Rodger Jacobs (March 12, 1959 – July 5, 2016) was an American journalist, writer, author, film producer, columnist, playwright, editor and screenwriter.

Jacobs was a journalist for publications such as Salon, Los Angeles Review of Books, Las Vegas Sun, Eye, Hustler and PopMatters. He also worked for many years as an AVN award-winning adult film industry screenwriter and trade journalist.

In 1999, Jacobs wrote an essay, Running with the Wolves: Jack London and the Cult of Masculinity. In 2010, Jacobs provided the preface for Jack London: San Francisco Stories, an anthology for Sydney Samizdat Press.

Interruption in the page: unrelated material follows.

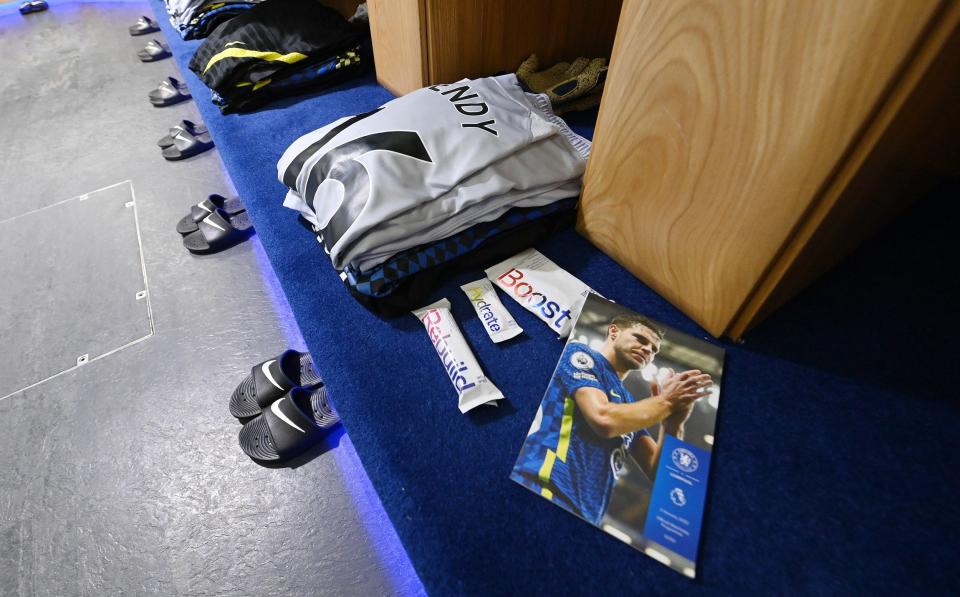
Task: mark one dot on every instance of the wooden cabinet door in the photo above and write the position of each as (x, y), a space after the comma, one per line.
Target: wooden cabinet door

Go Irish: The Purgatory Diaries of Jason Miller, a play based on actor Jason Miller, known for the role of Father Damien Karras in the film The Exorcist, that Jacobs co-wrote with Tom Flannery, had its world premiere in 2007 and continues to be displayed in various theatrical venues in Pennsylvania and upstate New York with actor Robert Thomas Hughes, a childhood friend of Jason Miller. Writing in Stage magazine, critic Jack Shaw hailed Purgatory Diaries as "a stirring examination of celebrity madness."Go Irish was performed again in 2015 by Robert Thomas Hughes.

In 2007, Jacobs wrote and directed a live presentation, The Ragged Promised Land, for the Vesuvio Cafe and The Beat Museum in San Francisco to commemorate the 50th anniversary of the publication of Jack Kerouac's On the Road. In 2009, he released Mr. Bukowski's Wild Ride, a collection of original surrealist fiction, for exclusive consignment sale at City Lights Books in San Francisco; writing in the Self-Publishing Review, author Henry Baum cited the book as "another piece to add to (Bukowski's) towering myth … it also gets to the soul of the man … as funny as any of Bukowski's own writing."